On July 28, 2010, 27-year-old Jerry Dennis Wilson, of Kingwood, Texas, was sentenced to 78 months in federal prison to be followed by a 15-year term of supervised release requiring that he register as a sex offender for possessing child pornography. Wilson’s exploitive conduct was discovered when the mother of a 16-year-old boy found sexually explicit conversations between her son and Wilson on their computer. She reported the conversations and the investigation initiated resulted in discovery of the child pornography at Wilson’s home.

Richard Louis Cedor, 55, of Corpus Christi, the manager of a bait shop, who fled the country after being accused in state court with charges related to indecency with a child, was arrested in Mexico and returned to the U.S. in the custody of the USMS and later convicted in federal court of possessing more than 1000 images and videos depicting adults engaged in sexually explicit conduct with minors which he obtained via the Internet on his home computer.

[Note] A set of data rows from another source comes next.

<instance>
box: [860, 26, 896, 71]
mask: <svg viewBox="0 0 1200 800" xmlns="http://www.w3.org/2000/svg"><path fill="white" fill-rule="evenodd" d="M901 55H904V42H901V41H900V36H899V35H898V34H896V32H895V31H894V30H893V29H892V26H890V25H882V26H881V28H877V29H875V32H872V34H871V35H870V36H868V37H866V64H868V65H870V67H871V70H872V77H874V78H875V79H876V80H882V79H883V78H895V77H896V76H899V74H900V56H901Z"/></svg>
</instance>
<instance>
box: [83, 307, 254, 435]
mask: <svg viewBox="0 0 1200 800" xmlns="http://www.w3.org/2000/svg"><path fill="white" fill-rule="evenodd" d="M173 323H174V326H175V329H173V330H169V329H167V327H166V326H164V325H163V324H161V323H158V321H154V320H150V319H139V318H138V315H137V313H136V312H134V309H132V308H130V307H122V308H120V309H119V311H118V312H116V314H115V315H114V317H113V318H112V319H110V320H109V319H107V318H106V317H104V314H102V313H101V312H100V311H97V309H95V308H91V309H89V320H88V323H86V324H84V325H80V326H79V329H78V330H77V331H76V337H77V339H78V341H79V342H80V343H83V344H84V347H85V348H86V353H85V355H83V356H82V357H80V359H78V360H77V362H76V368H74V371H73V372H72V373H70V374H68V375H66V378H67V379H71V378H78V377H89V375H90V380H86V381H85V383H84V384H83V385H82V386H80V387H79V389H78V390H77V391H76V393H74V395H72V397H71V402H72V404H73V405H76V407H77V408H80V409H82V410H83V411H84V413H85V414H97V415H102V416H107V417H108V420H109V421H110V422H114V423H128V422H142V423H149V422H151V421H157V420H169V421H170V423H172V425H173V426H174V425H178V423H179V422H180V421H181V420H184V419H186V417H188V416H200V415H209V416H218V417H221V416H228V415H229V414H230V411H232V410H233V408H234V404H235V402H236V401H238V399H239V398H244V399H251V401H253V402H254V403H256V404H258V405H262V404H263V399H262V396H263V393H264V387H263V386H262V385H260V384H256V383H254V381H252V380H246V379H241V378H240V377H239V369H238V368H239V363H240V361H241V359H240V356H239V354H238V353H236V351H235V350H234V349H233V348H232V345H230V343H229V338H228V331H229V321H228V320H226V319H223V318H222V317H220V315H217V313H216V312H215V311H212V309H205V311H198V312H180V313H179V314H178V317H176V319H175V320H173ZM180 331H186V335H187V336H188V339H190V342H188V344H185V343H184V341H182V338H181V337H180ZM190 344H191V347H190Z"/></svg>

The discovery of the images was the result of the execution of a search warrant at Cedor’s residence prompted by his subscription to various child pornography websites. Cedor was sentenced on July 29, 2010, to 120 months in federal prison. 

On March 24, 2010, a Houston jury convicted Barry Lernard Davis of sex trafficking of a minor and transporting the minor from Texas to Louisiana to engage in prostitution and of having coerced and enticed an adult to engage in prostitution. Davis lured the victims with promises of shelter, food, and material possessions. Once under his influence, they were controlled with both physical and sexual violence and the threat of deadly repercussions if they left him. He forced both victims to be tattooed with either his name or initials. Davis’ behavior demonstrated he was fully engaged in the world of pimps and prostitutes. Forensic analysis of Davis’s computer revealed pictures of both victims on his computer and hotel records verified he traveled out of state with the victims. Davis is pending sentencing.

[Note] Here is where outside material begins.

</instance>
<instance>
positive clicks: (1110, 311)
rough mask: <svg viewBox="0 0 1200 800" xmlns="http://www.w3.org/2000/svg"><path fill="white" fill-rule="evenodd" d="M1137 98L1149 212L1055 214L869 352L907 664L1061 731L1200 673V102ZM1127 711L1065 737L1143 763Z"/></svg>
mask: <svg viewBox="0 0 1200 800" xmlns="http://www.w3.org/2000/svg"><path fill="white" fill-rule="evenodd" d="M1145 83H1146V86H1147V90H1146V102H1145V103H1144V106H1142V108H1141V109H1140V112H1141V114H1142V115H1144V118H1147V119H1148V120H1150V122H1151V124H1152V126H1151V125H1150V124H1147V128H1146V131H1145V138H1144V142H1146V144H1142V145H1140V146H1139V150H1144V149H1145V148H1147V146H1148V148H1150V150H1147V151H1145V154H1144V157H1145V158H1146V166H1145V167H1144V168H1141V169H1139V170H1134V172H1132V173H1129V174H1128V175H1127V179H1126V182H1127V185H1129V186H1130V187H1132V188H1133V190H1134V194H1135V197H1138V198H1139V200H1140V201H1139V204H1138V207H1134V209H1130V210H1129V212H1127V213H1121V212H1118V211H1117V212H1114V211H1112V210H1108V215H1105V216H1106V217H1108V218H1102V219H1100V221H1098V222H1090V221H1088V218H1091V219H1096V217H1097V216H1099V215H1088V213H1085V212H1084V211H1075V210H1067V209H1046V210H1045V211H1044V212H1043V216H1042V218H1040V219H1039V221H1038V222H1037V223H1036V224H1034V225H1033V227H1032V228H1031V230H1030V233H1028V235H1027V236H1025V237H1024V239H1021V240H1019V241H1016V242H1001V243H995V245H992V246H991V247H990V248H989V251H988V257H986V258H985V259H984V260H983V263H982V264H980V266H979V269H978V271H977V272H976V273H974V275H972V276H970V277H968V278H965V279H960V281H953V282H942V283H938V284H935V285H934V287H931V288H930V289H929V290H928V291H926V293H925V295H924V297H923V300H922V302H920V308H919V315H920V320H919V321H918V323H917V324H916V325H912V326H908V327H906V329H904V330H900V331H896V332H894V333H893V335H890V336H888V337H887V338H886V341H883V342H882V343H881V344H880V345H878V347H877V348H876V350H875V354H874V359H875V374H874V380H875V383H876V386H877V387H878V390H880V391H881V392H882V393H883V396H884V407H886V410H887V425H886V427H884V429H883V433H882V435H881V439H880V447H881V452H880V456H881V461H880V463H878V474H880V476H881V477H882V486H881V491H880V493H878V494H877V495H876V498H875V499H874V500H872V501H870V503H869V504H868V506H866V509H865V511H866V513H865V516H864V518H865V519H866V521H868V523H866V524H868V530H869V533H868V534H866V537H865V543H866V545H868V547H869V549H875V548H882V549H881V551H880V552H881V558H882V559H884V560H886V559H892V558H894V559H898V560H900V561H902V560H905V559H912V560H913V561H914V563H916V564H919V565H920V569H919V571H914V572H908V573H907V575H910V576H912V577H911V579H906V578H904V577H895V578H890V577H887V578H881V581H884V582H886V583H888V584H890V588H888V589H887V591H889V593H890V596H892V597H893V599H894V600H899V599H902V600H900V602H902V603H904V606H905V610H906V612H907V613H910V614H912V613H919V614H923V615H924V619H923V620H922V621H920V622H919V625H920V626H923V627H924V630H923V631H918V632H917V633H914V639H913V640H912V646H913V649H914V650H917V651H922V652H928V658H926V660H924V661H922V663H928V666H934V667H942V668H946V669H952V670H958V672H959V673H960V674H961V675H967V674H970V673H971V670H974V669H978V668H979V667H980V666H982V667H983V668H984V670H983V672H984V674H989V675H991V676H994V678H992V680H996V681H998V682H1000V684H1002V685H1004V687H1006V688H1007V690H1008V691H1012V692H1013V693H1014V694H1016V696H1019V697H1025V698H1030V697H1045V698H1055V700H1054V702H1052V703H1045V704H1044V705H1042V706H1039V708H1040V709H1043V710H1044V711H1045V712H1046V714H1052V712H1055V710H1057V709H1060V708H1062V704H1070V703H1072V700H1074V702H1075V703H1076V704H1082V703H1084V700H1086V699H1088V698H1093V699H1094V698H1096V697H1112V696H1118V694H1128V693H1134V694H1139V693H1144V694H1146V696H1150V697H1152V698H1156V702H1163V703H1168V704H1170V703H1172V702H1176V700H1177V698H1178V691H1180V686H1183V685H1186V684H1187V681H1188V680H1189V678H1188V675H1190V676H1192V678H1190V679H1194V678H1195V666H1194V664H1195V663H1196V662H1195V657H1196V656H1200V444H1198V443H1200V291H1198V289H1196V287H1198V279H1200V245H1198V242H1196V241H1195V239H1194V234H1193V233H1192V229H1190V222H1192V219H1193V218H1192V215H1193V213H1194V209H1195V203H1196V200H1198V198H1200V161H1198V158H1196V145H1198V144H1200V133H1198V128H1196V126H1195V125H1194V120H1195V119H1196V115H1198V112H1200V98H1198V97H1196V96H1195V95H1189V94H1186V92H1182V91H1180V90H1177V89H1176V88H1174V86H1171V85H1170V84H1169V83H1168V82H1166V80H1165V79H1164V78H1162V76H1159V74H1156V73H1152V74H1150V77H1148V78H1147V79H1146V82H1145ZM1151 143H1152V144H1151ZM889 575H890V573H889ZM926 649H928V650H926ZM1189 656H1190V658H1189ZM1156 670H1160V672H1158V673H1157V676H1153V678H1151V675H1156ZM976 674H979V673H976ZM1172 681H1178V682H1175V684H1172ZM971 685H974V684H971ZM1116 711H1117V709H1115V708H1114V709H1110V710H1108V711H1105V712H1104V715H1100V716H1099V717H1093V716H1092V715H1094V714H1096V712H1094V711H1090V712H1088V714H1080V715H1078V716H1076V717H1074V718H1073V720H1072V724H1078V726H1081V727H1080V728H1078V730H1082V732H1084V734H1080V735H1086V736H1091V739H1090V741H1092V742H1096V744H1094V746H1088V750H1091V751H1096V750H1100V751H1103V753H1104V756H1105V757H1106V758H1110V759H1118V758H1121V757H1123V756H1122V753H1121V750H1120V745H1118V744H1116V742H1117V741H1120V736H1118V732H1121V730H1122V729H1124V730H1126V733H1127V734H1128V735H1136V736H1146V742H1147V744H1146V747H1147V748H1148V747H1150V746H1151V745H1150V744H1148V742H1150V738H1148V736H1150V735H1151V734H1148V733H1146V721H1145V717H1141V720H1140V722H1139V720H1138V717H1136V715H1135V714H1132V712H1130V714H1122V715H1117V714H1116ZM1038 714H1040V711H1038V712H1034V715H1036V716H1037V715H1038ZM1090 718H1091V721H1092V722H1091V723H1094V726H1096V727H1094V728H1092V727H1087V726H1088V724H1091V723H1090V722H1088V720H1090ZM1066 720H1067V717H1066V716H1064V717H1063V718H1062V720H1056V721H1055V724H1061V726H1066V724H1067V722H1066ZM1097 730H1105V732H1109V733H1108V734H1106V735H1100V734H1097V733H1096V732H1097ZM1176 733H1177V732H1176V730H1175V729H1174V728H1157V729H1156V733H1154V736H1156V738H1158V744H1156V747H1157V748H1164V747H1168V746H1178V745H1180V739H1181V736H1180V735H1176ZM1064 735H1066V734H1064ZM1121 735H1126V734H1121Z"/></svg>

Despite vigorously fighting all aspects of child exploitation, the department recognized that more work remains to be done. To that end, the department’s strategy lays out goals to increase coordination among the nation’s investigators, better train investigators and prosecutors, advance law enforcement’s technological capabilities, and enhance research to inform decisions on deterrence, incarceration, and monitoring. The strategy also includes a renewed commitment to public awareness and community outreach. 

The Department, the National Center for Missing and Exploited Children and this district along with our PSC partners have taken steps to educate kids, parents, teachers, and the public at large of the dangers to our children and how to actively protect them through public service announcements, ad campaigns and community outreach efforts. In June 2010, the U.S. Attorney’s Office launched its own community outreach program as part of its PSC program directed at parents, teachers, administrators, and school enforcement personnel entitled “Internet Safety—It’s Not Just the Computer Anymore.” The hour-long presentation made by Assistant U.S. Attorneys with experience and expertise in the prosecution of child exploitation cases offers audiences valuable information and tips about child predators, cyberbulling, sexting, online video gaming, as well as how to spot signs that children may be at risk online and how to report such activity. Such presentations have already been made in Brownsville and Houston and one is being made today in the Corpus Christi area. More are scheduled throughout the district.   

As part of its public outreach efforts, the department today re-launched ProjectSafeChildhood.gov, the Project Safe Childhood (PSC) public website. PSC is a department initiative launched in 2006 that aims to combat the proliferation of technology-facilitated sexual exploitation crimes against children. Led by U.S. Attorneys’ Offices and the Criminal Division’s Child Exploitation and Obscenity Section, PSC marshals federal, state, tribal, and local resources to better locate, apprehend, and prosecute individuals who exploit children via the Internet, as well as to identify and rescue victims.